There were only the diggers and crew left and they were eating lunch. I felt bad and apologized to the men for being late.

I went to the side of the grave and looked down and the vault lid was already in place. I didn't know what else to do, so I started to play.

The workers put down their lunches and began to gather around. I played out my heart and soul for this man with no family and friends. I played like I've never played before for this homeless man.
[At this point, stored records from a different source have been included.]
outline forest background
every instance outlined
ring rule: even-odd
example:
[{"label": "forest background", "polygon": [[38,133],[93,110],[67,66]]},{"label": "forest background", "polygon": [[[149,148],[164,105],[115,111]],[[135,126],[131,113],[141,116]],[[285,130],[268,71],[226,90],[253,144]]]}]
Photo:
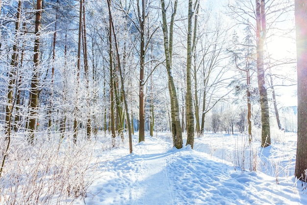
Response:
[{"label": "forest background", "polygon": [[0,1],[0,173],[17,135],[297,132],[294,1]]}]

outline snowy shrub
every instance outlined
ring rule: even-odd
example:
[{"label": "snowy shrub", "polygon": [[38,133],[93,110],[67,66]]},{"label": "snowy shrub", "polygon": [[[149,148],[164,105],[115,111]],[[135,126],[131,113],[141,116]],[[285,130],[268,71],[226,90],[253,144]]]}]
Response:
[{"label": "snowy shrub", "polygon": [[63,204],[85,198],[96,178],[91,172],[98,165],[95,143],[79,140],[75,145],[69,135],[61,141],[59,135],[50,137],[42,133],[30,146],[26,134],[11,137],[1,175],[0,204]]}]

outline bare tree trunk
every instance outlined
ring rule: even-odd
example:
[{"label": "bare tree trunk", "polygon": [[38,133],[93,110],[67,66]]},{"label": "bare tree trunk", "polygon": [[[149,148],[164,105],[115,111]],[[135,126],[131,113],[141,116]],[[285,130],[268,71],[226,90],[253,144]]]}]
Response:
[{"label": "bare tree trunk", "polygon": [[252,100],[251,99],[252,95],[250,91],[251,77],[250,76],[249,65],[248,65],[248,68],[246,71],[246,80],[247,81],[247,122],[248,123],[248,139],[249,143],[251,143],[253,141],[253,136],[252,135]]},{"label": "bare tree trunk", "polygon": [[[109,6],[111,0],[107,0],[108,6]],[[116,133],[115,133],[115,117],[114,114],[114,72],[113,69],[113,48],[112,46],[112,15],[111,14],[111,10],[109,8],[109,46],[110,57],[110,95],[111,95],[111,132],[112,139],[112,146],[115,146],[115,137]]]},{"label": "bare tree trunk", "polygon": [[[0,2],[0,3],[1,2]],[[17,9],[17,15],[15,27],[15,38],[14,40],[14,45],[13,45],[13,55],[11,60],[11,66],[9,74],[8,75],[9,79],[8,83],[8,92],[7,93],[7,104],[6,108],[6,116],[5,116],[5,135],[7,135],[9,130],[11,128],[9,127],[11,122],[9,121],[12,118],[11,115],[12,115],[12,102],[13,102],[13,92],[14,91],[14,87],[16,83],[17,67],[18,66],[18,38],[19,37],[19,30],[20,25],[20,16],[22,8],[22,0],[20,0],[18,2],[18,8]],[[0,9],[1,6],[0,5]]]},{"label": "bare tree trunk", "polygon": [[[57,1],[57,3],[58,2],[58,0]],[[51,88],[50,93],[50,101],[49,104],[49,120],[48,121],[48,129],[51,131],[51,122],[52,122],[52,113],[53,111],[52,108],[52,94],[53,88],[53,82],[54,78],[54,60],[55,59],[55,43],[56,40],[56,28],[57,26],[57,13],[55,14],[55,22],[54,23],[54,33],[53,33],[53,48],[52,48],[52,64],[51,69]]]},{"label": "bare tree trunk", "polygon": [[270,74],[270,81],[271,81],[271,88],[272,88],[272,96],[273,97],[273,104],[274,106],[274,110],[275,111],[275,116],[276,116],[276,120],[277,121],[277,125],[278,128],[281,130],[281,123],[279,118],[279,114],[278,113],[278,109],[277,108],[277,103],[276,103],[276,96],[275,95],[275,90],[273,85],[273,78],[272,75]]},{"label": "bare tree trunk", "polygon": [[131,111],[131,132],[132,135],[134,134],[134,123],[133,123],[133,113]]},{"label": "bare tree trunk", "polygon": [[295,0],[297,56],[298,131],[295,175],[306,181],[307,176],[307,3]]},{"label": "bare tree trunk", "polygon": [[30,133],[28,136],[29,143],[32,144],[34,139],[34,130],[36,122],[36,109],[38,106],[39,91],[38,91],[38,66],[39,65],[39,45],[40,45],[40,30],[41,27],[41,19],[42,18],[42,0],[37,0],[36,1],[36,12],[35,14],[35,29],[34,49],[34,67],[33,74],[31,83],[30,92],[30,119],[29,121],[29,129]]},{"label": "bare tree trunk", "polygon": [[195,16],[194,25],[194,33],[193,36],[193,44],[192,46],[192,52],[193,52],[193,58],[194,61],[194,98],[195,101],[195,119],[196,123],[196,132],[197,136],[199,137],[201,134],[201,128],[200,126],[199,120],[199,106],[198,104],[198,94],[197,89],[197,69],[196,66],[196,34],[197,31],[197,19],[198,18],[198,12],[199,10],[199,1],[196,0],[195,3],[196,6],[196,14]]},{"label": "bare tree trunk", "polygon": [[113,30],[113,34],[114,37],[114,41],[115,43],[115,48],[116,48],[116,53],[117,56],[117,62],[118,64],[118,69],[119,70],[120,77],[121,77],[121,82],[122,84],[122,89],[123,91],[123,96],[124,97],[124,102],[125,103],[125,107],[126,109],[126,115],[127,116],[127,123],[128,125],[128,133],[129,135],[129,149],[130,153],[131,154],[132,152],[132,135],[131,133],[131,125],[130,123],[130,119],[129,116],[129,112],[128,110],[128,105],[127,104],[127,100],[126,96],[126,92],[125,90],[125,87],[124,83],[124,76],[123,75],[123,73],[122,72],[122,68],[121,67],[121,58],[119,55],[119,51],[118,50],[118,44],[117,44],[117,40],[116,39],[116,35],[115,34],[115,31],[114,29],[114,27],[113,24],[113,21],[112,20],[112,15],[111,14],[111,9],[110,8],[110,2],[109,1],[110,0],[108,0],[108,7],[109,9],[109,15],[110,17],[110,22],[112,25],[112,28]]},{"label": "bare tree trunk", "polygon": [[168,87],[171,98],[171,126],[174,146],[179,149],[182,147],[182,136],[179,113],[179,104],[176,93],[176,89],[172,74],[172,55],[173,51],[173,28],[175,16],[176,15],[178,4],[178,0],[175,0],[174,9],[172,14],[171,24],[170,25],[169,41],[167,23],[166,22],[166,7],[164,0],[161,0],[162,6],[162,16],[163,20],[163,31],[164,42],[164,52],[166,60],[166,69],[168,77]]},{"label": "bare tree trunk", "polygon": [[140,24],[141,45],[140,48],[140,92],[139,92],[139,118],[140,126],[139,130],[139,142],[145,141],[145,113],[144,106],[144,77],[145,73],[145,1],[142,0],[142,13],[141,13],[139,1],[137,1],[139,23]]},{"label": "bare tree trunk", "polygon": [[193,96],[192,94],[192,20],[193,15],[192,0],[189,0],[189,14],[188,17],[188,38],[187,38],[187,60],[186,68],[186,145],[190,145],[193,148],[194,143],[194,116],[193,108]]},{"label": "bare tree trunk", "polygon": [[92,125],[91,123],[91,111],[90,105],[90,97],[92,96],[89,89],[89,79],[88,77],[88,61],[87,58],[87,42],[86,40],[86,26],[85,24],[85,6],[84,6],[84,0],[83,0],[83,41],[84,59],[84,73],[85,73],[85,88],[87,95],[86,95],[86,108],[87,112],[87,122],[86,122],[86,136],[88,140],[90,140],[91,135],[92,134]]},{"label": "bare tree trunk", "polygon": [[263,68],[263,44],[266,34],[265,0],[256,0],[257,77],[261,108],[261,146],[271,145],[269,103]]}]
And as I played 'Amazing Grace,' the workers began to weep. They wept, I wept, we all wept together. When I finished I packed up my bagpipes and started for my car. Though my head hung low my heart was full.

As I was opening the door to my car, I heard one of the workers say, " I never seen nothing' like that before and I've been putting in septic tanks for twenty years."

Cyberdoyle said...

lot of tick box people about in the utility companies, they are coming to replace all our electric poles soon and cut some more trees down, simply because some bod in an office has to tick something. I will make sure we get the old poles, they will be handy to run our fibre on when we have to cross the river...

Cybersavvy UK said...

UPDATE: neighbours back from USA. Their phone doesn't work......

GuyJ said...

What a fiasco by BT Openreach by the sound of it!

The UK's copper wire network grew in what is euphemistically referred to as an "organic" fashion without sufficient attention paid to least cost operations/maintenance.

This was largely a legacy of the Nationalised GPO years and seems to have persisted since Privatisation some quarter a century ago.

The fundamental problem with either state-monopoly or commercial monopoly is the same.

It is a problem of lack of incentive.

In other words, why care about constant gradual improvement in productivity when the costs of inefficiency can be passed onto the customer?

There is a better way to be found and that is the Community Interest monopoly.

What is perfectly clear from the waste described in this blog post is that not a penny of public subsidy must be allowed to go to BT unless and until there is transparency that best value for Taxpayers Money is being achieved.